Tip: WebDAV-specific. Part of a batch operation where a prerequisite step failed.
Too Early
The server is unwilling to risk processing a request that might be replayed.
Tip: Used with TLS 1.3 early data (0-RTT). Prevents replay attacks on non-idempotent requests.
Upgrade Required
The server refuses to perform the request using the current protocol.
Tip: The server indicates the client should switch protocols (specified in the Upgrade header).
Precondition Required
The origin server requires the request to be conditional.
Tip: Use to prevent "lost update" problems. Forces clients to send If-Match to confirm they have the current state.
Too Many Requests
The user has sent too many requests in a given amount of time (rate limiting).
Tip: Include a Retry-After header. Implement exponential backoff when hitting this. A common signal to throttle your API client.
Request Header Fields Too Large
The server is unwilling to process the request because its header fields are too large.
Tip: Often caused by very large cookies. Clear cookies or reduce the number of request headers.
Unavailable For Legal Reasons
The user requested a resource that cannot legally be provided, such as a web page censored by a government.
Tip: Named after the Ray Bradbury novel Fahrenheit 451. Use instead of 403 to clearly indicate legal, not technical, restrictions.
Internal Server Error
The server has encountered a situation it does not know how to handle.
Tip: Log the full error server-side. Return a generic message to the client — never expose stack traces in production responses.
Not Implemented
The request method is not supported by the server and cannot be handled.
Tip: The server does not recognize the request method. Unlike 405, this means the server never supports it (not just for this resource).
Bad Gateway
The server, while acting as a gateway or proxy, received an invalid response from the upstream server.
Tip: Usually a problem between your reverse proxy (nginx, Cloudflare) and your application server.

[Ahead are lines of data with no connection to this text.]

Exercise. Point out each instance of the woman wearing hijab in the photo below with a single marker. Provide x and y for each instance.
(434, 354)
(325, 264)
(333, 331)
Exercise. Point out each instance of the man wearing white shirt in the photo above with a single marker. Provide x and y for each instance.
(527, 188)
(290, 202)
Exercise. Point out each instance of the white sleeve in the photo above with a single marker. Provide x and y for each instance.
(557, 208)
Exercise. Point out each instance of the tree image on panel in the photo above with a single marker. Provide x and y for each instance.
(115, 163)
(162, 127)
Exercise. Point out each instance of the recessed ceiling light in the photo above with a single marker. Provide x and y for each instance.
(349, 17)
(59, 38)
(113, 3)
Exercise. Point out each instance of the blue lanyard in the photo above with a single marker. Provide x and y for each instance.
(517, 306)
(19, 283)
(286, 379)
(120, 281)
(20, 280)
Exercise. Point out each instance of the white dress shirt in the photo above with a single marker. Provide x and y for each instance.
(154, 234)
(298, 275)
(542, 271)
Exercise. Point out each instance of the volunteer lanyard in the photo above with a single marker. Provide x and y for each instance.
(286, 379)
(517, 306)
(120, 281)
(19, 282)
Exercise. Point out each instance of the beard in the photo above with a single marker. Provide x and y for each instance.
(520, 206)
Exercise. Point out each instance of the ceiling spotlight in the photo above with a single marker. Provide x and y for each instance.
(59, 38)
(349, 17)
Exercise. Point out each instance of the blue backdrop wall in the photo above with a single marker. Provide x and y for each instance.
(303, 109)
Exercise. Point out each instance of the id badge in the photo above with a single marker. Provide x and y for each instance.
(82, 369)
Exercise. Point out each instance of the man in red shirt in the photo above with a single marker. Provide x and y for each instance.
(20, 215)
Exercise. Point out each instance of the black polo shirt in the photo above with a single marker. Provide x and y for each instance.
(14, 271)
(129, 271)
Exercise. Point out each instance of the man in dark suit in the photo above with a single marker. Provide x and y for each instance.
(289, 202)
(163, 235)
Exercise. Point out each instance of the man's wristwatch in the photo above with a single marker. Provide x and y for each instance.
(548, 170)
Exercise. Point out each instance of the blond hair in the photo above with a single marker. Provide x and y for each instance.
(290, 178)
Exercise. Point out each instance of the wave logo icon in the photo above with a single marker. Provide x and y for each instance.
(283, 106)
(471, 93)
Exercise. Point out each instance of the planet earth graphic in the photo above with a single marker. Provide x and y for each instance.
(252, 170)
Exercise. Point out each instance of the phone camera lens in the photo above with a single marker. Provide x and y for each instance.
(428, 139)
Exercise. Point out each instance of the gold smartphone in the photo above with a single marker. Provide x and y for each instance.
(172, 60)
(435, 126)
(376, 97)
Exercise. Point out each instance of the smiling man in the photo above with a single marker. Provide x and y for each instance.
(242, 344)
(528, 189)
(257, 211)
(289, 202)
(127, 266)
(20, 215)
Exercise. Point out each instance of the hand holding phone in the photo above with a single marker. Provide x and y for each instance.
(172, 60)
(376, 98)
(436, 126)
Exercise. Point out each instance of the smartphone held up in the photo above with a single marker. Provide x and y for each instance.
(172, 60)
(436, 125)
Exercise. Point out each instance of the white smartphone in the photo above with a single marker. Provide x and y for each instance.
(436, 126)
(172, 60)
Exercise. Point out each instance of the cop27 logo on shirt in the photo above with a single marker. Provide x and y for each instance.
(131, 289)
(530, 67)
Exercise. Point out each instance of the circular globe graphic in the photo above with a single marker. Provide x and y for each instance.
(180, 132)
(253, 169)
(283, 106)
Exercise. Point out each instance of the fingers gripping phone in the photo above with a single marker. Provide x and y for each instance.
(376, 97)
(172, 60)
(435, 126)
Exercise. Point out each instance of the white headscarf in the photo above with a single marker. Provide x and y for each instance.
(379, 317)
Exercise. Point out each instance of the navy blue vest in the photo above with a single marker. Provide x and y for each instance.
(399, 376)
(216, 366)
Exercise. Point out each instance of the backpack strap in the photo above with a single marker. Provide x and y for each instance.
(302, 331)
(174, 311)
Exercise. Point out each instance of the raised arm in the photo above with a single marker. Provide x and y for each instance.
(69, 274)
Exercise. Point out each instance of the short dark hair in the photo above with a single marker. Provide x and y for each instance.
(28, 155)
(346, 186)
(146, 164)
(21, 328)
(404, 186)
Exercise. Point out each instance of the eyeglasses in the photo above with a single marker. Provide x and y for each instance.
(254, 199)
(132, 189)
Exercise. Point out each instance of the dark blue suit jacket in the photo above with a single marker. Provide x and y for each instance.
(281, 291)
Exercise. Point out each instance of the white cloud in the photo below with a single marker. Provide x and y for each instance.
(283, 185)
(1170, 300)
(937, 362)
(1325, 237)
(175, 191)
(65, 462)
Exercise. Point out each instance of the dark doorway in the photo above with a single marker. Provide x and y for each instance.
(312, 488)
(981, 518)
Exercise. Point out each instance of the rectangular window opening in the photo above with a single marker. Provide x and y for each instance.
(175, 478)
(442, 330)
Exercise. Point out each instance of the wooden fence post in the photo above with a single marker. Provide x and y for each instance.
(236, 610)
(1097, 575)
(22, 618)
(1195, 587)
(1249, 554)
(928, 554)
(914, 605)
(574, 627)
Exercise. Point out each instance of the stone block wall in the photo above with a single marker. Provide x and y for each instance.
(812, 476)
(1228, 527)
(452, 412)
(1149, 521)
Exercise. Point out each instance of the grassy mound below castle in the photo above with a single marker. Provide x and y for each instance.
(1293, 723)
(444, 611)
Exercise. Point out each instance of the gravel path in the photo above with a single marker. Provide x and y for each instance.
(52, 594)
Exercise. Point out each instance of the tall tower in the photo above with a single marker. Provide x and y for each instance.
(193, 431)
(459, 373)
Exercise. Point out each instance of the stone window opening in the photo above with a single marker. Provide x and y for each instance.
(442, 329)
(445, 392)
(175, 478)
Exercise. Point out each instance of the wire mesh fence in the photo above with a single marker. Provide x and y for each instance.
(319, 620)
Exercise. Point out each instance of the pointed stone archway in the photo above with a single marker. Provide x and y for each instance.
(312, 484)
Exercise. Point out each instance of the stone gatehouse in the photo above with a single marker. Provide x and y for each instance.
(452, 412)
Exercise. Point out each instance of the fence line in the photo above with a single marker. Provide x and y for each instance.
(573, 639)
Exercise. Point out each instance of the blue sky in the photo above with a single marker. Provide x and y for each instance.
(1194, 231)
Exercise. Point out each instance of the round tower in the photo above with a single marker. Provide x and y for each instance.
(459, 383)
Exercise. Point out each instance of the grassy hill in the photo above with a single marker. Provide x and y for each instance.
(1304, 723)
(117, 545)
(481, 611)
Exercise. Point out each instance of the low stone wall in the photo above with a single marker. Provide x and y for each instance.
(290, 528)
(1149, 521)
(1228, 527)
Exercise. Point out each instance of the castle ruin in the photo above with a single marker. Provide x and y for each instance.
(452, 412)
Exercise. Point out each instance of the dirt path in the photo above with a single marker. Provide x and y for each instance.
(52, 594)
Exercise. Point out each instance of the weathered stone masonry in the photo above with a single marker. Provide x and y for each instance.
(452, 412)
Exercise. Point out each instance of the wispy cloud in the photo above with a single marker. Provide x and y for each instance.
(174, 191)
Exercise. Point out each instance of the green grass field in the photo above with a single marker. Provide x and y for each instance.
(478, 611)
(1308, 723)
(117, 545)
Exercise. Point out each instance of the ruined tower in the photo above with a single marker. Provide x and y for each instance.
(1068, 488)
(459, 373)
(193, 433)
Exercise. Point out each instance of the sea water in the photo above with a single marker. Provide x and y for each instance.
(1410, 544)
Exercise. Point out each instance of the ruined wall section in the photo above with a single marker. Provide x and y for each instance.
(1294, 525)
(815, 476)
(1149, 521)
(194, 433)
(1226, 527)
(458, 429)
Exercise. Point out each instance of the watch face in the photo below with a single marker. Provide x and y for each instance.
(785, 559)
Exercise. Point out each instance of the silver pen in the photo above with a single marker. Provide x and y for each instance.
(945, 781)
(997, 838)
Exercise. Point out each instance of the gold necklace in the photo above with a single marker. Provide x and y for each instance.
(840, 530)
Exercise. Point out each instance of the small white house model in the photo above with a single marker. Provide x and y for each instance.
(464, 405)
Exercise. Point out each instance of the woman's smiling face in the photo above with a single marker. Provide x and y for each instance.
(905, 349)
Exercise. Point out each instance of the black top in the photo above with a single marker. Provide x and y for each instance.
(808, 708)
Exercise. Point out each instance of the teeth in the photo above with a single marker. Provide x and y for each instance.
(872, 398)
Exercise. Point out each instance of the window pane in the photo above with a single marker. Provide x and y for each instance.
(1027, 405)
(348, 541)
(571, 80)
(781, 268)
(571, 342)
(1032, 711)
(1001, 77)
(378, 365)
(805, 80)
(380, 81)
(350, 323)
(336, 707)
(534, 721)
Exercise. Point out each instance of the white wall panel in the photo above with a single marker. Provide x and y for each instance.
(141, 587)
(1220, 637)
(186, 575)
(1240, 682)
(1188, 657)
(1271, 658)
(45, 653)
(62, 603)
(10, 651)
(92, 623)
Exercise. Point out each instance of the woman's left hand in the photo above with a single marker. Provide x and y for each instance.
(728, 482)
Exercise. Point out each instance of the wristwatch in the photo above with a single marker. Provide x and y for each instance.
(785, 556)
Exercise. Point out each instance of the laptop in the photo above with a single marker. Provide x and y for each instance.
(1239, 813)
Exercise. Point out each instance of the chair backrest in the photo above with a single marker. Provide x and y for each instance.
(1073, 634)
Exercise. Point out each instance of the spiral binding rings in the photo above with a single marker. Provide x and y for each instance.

Check upstream service health.
Service Unavailable
The server is not ready to handle the request. Common causes are a server down for maintenance or overloaded.
Tip: Include a Retry-After header when possible. Common during deployments or when circuit breakers trip.
Gateway Timeout
The server, while acting as a gateway, did not get a response in time from the upstream server.
Tip: The upstream server is taking too long. Check for slow database queries, external API timeouts, or overloaded services.
HTTP Version Not Supported
The HTTP version used in the request is not supported by the server.
Tip: Rare in practice. Ensure client and server agree on HTTP/1.1 or HTTP/2.
Insufficient Storage
The server is unable to store the representation needed to complete the request.
Tip: WebDAV-specific but useful beyond it. Check server disk space when this appears.
Loop Detected
The server detected an infinite loop while processing the request.
Tip: WebDAV-specific. A resource is referencing itself in a way that creates an infinite loop.
Not Extended
Further extensions to the request are required for the server to fulfill it.
Tip: The server requires additional HTTP extensions that the client did not include in the request.
Network Authentication Required
The client needs to authenticate to gain network access.
Tip: Typically returned by captive portals (hotel Wi-Fi, etc.) when browser authentication is needed before accessing the internet.